Rather than focus on web search, perhaps A9 could switch to shopping metasearch. Shopping metasearch would focus on where Amazon has the most expertise -- shopping -- while still partially defending Amazon against the threat of disintermediation by Google and other web search giants.

A9 could switch to focusing on AdWords and AdSense-like advertising, building on the success of Amazon Associates. A9 would compete with Google not on web search, where Google has a strong advantage, but on advertising, where Amazon has its massive catalog and experience selling products to leverage.

A9 could focus on web services, emphasizing selling Amazon's shopping search technology to other e-commerce companies, much like Google does for intranet search with Google Enterprise. I suspect this would be a modest business for Amazon, but it would fit with Amazon's recent push for web services.

A9 could jump forward to execute on massively distributed web search, an area few others are exploring that is one approach toward opening up the "invisible web". To do this, A9 would have to expand its "search columns" to accessing hundreds of thousands of databases, then tackle the challenging problem of intelligently determining which available databases are most likely to provide the best answer to a given query (since you can only query a small subset of the databases in real time). Tough nut to crack, but this space is wide open.

A9 could fade away from lack of momentum and interest, like Auctions, zShops, web-based calendaring (PlanetAll), metashopping search (Junglee), and other saddening past Amazon experiments. I fear this may be quite likely.

What do you think will happen? Do you have thoughts on other likely directions for A9?

Update: One year later, A9 has suffered an 80%+ drop in traffic. It appears "fade away" may turn out to be the correct prediction.

4 comments:

Anonymous said...

amazon's quickly becoming microsoft, in that one or two core businesses generates 99% of the profits and everything else loses money. In MSFT's case that's office making money, and everything else (including MSN, XBOX, etc.) losing money. In amazon's case it appears to be selling books, music & video with some merchant services thrown in on the side.

Losses and mis-steps are to be expected from some R&D, but if amazon follows microsoft's path they'll basically end up no better offer 10 years from now than if they jettisoned everything like A9 now and just stuck to selling stuff online.

Anonymous said...

Amazon knows the location and interests of many of its visitors - it should be doing shopping metasearch and classifieds metasearch with A9. Why let Google Base and Vast have all the fun?

Scott said...

A9 is just sucking away money and for what? It should be shelved. Regarding the first anon comment, I think taking such risks are needed. I mean, had Amazon.com not tried the Used Books sale, would that have blossomed? I'm not certain what sort of revenue they bring off of that, but I imagine it's a pretty penny with very high profit margins since there are no costs except software/minimal customer service from Amazon.com's side. (No warehousing, no shipping, no handling returns, etc.)
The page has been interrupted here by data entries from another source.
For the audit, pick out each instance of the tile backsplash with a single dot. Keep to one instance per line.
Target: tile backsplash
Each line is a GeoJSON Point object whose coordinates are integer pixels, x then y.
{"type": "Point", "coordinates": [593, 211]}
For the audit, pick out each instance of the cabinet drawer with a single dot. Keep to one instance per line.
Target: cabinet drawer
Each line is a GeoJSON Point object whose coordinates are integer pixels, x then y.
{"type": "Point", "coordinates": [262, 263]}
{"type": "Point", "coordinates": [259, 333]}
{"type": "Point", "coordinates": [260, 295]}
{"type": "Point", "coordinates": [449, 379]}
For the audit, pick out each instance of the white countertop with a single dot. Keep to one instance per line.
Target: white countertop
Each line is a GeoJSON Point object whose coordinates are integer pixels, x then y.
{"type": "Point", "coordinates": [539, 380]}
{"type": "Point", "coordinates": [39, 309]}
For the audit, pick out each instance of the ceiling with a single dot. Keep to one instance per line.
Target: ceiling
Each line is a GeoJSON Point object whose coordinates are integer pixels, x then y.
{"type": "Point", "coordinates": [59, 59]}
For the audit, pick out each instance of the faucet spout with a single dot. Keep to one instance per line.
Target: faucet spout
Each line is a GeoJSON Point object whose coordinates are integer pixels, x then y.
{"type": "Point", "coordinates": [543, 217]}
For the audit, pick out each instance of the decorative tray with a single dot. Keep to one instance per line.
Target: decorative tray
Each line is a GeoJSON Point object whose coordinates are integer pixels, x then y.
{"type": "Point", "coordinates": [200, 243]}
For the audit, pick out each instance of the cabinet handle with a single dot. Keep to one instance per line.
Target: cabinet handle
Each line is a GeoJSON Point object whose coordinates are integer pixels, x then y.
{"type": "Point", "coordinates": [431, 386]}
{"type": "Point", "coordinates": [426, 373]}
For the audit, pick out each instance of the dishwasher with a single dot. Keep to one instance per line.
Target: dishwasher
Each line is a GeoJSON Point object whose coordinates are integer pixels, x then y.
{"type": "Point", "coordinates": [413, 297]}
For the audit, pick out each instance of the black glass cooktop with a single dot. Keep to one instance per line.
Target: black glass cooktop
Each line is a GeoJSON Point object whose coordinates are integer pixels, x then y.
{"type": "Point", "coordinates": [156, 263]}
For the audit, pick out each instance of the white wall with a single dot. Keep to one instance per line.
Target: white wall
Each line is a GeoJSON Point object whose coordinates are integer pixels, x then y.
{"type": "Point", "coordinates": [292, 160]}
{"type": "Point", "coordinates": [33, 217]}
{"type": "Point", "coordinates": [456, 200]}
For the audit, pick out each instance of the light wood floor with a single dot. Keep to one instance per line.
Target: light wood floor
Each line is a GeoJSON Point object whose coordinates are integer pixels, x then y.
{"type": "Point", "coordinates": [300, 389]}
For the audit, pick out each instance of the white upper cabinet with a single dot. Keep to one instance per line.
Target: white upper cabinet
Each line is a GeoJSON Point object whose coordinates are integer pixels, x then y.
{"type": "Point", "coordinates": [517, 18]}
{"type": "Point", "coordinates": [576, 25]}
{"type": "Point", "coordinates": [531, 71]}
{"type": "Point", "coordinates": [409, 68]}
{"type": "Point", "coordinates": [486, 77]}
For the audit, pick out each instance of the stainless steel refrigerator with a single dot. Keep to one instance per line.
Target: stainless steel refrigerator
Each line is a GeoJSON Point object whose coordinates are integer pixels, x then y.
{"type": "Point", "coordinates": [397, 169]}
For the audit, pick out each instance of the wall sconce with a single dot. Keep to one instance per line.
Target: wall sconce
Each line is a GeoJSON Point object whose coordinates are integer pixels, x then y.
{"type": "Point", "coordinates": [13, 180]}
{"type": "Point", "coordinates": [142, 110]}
Also, while certain stores may not be profitable, part of what makes Amazon tick is that it's the WalMart of online - you can get anything there, so it's a great first destination for many.
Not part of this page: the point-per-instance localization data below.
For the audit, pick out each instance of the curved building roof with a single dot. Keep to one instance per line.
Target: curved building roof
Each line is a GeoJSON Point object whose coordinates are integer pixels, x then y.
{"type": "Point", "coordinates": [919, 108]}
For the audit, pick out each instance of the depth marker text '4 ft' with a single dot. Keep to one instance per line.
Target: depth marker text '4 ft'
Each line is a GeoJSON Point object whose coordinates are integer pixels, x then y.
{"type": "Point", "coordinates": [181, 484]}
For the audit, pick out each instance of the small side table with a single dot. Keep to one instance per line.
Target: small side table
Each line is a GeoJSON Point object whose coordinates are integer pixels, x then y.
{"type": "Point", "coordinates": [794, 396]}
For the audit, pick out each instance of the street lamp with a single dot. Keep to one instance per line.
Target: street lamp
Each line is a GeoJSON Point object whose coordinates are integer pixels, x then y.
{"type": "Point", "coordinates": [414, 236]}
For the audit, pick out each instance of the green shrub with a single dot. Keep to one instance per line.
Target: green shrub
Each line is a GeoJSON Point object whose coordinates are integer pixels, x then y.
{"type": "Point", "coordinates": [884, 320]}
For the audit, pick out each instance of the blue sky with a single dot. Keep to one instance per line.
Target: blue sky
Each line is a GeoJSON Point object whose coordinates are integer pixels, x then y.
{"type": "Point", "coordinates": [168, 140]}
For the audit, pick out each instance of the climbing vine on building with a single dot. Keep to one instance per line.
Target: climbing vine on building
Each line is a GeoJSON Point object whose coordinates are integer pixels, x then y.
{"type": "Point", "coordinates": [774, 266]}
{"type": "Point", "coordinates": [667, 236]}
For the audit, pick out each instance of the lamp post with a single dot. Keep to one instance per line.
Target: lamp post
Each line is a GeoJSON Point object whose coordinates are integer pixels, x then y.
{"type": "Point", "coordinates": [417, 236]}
However, I agree with Greg's commentary - there are a lot of abandoned Amazon side projects. And that's OK. Better to jettison a failed project then let it hang on and suck up time/$$$. Let A9 go the way of the dodo...

Anonymous said...

Well it is official A9.com is Dead to me.

The only good thing about A9.com search was the yellow pages. And I don't mean the photographs of local businesses (but that was useful sometimes). It was by far the best yellow page source on the net. But it is gone now and so am I.